Document P9-5: Kevin Clarke, Outsourcing Around (2004)

Globalization’s Middle-Class Squeeze

KEVIN CLARKE, Outsourcing Around (2004)

The economic growing pains induced by globalization had destabilized American manufacturing since the 1970s, but its pain reached the middle class later as white-collar jobs also began to be outsourced to less expensive workers in other countries. Here, Kevin Clarke, an editor at U.S. Catholic magazine, urges compassion in responding to the ill-effects of the global economy.

Most of us have already had the experience once or twice: Dialing a tech support number for our latest gadget or cellular provider delivers us into a fiber optic wonderland where we could be chatting with a service rep just as likely to be seated at a desk in Bangalore, Manila, or Limerick as in Anytown, U.S.A.
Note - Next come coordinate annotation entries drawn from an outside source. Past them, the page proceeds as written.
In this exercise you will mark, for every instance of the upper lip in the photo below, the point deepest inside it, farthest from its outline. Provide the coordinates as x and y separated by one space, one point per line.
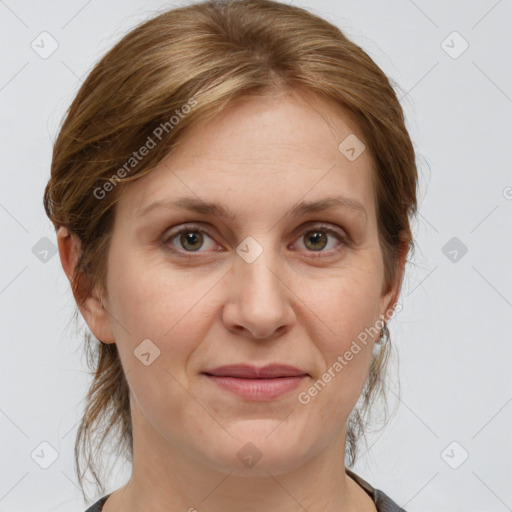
254 372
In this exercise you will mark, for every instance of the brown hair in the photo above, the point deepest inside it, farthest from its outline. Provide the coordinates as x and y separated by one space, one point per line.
207 55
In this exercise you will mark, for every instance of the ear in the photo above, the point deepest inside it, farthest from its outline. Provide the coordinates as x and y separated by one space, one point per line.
389 300
94 312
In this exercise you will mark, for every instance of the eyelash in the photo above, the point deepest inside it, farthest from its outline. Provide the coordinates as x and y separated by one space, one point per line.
191 228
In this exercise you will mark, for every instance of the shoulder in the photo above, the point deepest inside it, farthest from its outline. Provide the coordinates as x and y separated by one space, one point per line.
96 507
382 501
The surprise international calling plan used to provoke a head scratching, gee-whiz-what-will-they-think-of-next amazement, but these days the promise of a transglobal service industry has been transformed into the political “problem” of white-collar outsourcing. Democrats have been making political hay out of the telecommuting of jobs outside of the United States while exasperated Bush administration policy wonks try to explain to us thick-headed Americans why losing our jobs is actually a good thing. Gosh, when will we understand economics?

New technology, better education in the developing world, and last but certainly not least, profit optimization bring a new generation of U.S. workers into globalization’s crosshairs. White-collar workers who shrugged off the suffering of their blue-collar brothers and sisters over the last two decades now have a much different perspective on all that union grousing.

During the Reagan years, Americans were told not to worry about the bloodletting within our industrial labor base and the by now almost complete eradication of the nation’s manufacturing infrastructure as a new morning of service industry predominance was dawning in America. How globalized time flies. Now even those jobs within economic sectors purported to replace manufacturing don’t appear safe.

Previous rounds of outsourcing did not provoke the heated cries for intervention we hear today now that demographic samples among computer engineers and mid-management are exploring the dark side of globalization. I mean, it was one thing when some line workers at an assembly plant lost their jobs to teenagers in Mexico and China, but some of these guys have BMWs to pay off, for God’s sake. When will it end?

The short answer is that it never will. Capitalism is a force of incessant “creative destruction,” economist Joseph Schumpeter wrote in 1942, capable of provoking rapid and violent change in economic sectors and by extension among the lives of us mere mortals who inhabit them. This is actually good news, Schumpeter argues, since it means that, while many suffer, new opportunity and improved wages await those who survive economic restructuring. The problem is that while creative destruction can appear bloodless and rational from an academic distance, looking at the process through the filter of your last pay stub — something guys like Schumpeter are never forced to do themselves — the phenomenon is a lot more gory and unpleasant.

Fortunately, capitalism’s relentless creativity can be matched by some of our culture’s other relentless forces: Christian mercy and human empathy. It may be essentially beyond our power to stop economic “progress,” but that doesn’t mean we can’t shape it into something a little more humane as we experience it. That’s something America essentially failed to do when creative destruction swept through the ranks of its manufacturing workers.

Ultimately, no one can lay a geographically exclusive claim to a job or a standard of living. If workers in other countries are capable and qualified in our economically integrated world, then jobs will flow to places where they are frequently desperately needed. It is unclear if this kind of economic equilibrium-seeking could — or should — be interrupted.

What we can do, however, is try to imagine societal structures that mitigate the impact of job loss while preparing a new generation of U.S. workers with better educations and an improved industrial infrastructure. While economic upheavals continue, we can respond with strategies that protect human dignity, acknowledging that no one deserves to be abandoned on the other side of a cycle of creative destruction.

At the same time, we should build in protections against worker exploitation in the developing world. There’s no reason to reconstruct the 19th century in emerging economies as our globalization-empowered and -assailed world steps into, with some trepidation and no little tumult, the 21st.

Kevin Clarke, “Outsourcing Around: A New Round of Job Losses Reaches White-Collar Workers. Could Whiny Columnists Be Next,” U.S. Catholic 69 (May 2004): 33.